The Yankees can either focus on the "outfielder replacement" path or the "DH replacement" path. If the former, they can call up Ben Gamel, who is already on the 40-man roster. He was the 2015 International League Player of the Year after hitting .300/.358/.472 in Scranton, and he's off to a .300/.368/.367 start in 15 games this year. He's fine on defense and while a lefty, the Yankees theoretically wouldn't have to worry so much about handedness for someone who will mostly just be on the bench.
If the team did prefer a righty outfielder, they could turn to top outfield prospect Aaron Judge, who looks a lot better in Scranton this year than he did in his couple months there in 2015 (albeit still with some strikeouts). He's a natural right fielder who could seamlessly slot into that position, and it would give the Yankees an opportunity to preview him at the major league level. The only problem is that he's not on the 40-man roster (though they could of course make a minor move to fix this), and they might not want to start his service clock just yet for such a theoretically short-term fix.
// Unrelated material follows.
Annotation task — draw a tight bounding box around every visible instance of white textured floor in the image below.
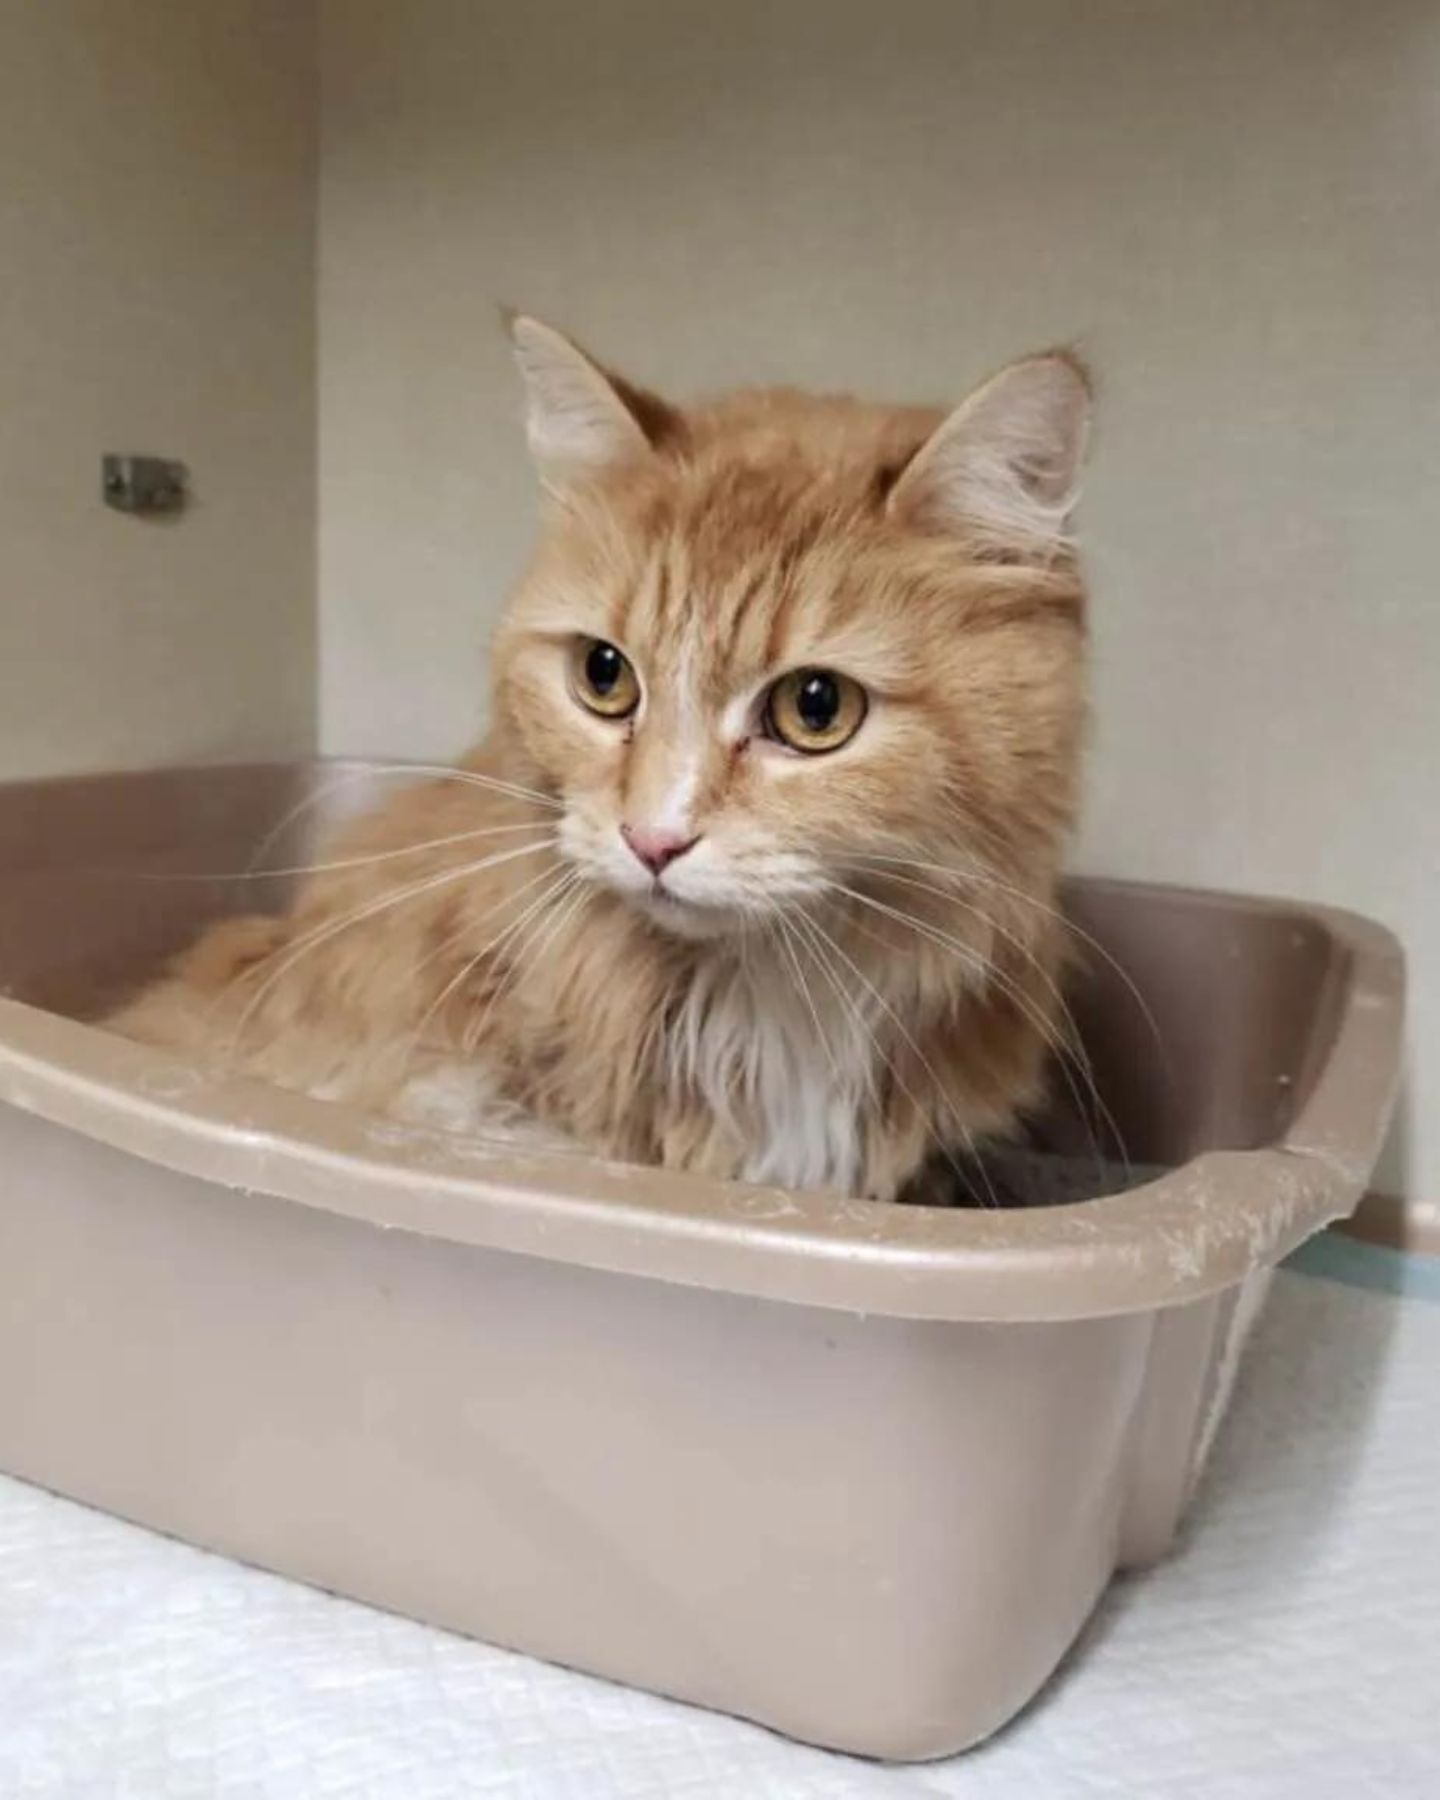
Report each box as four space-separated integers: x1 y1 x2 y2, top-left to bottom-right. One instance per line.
2 1244 1437 1800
Then there's Nick Swisher. The re-signed former fan favorite has unsurprisingly made mincemeat of Triple-A pitching since returning to the organization. He would necessitate a 40-man roster move too and he can't be trusted in the outfield anymore, but he likely offers the most immediate hitting potential. This would be the "DH replacement" route; Swisher could slot into A-Rod's role while he recovers. Knee injuries really hurt his numbers the last couple years, but it's not a terrible idea to see what he has left in, at worst, a cameo appearance. (If not now, then when?) Even if he manages to be a switch-hitting league average bat at this point, that is far from nothing for a team desperate for offense.
Regardless of who is chosen, the Yankees need to make some move. Rolling with essentially a 23-man roster just has bad news all over it.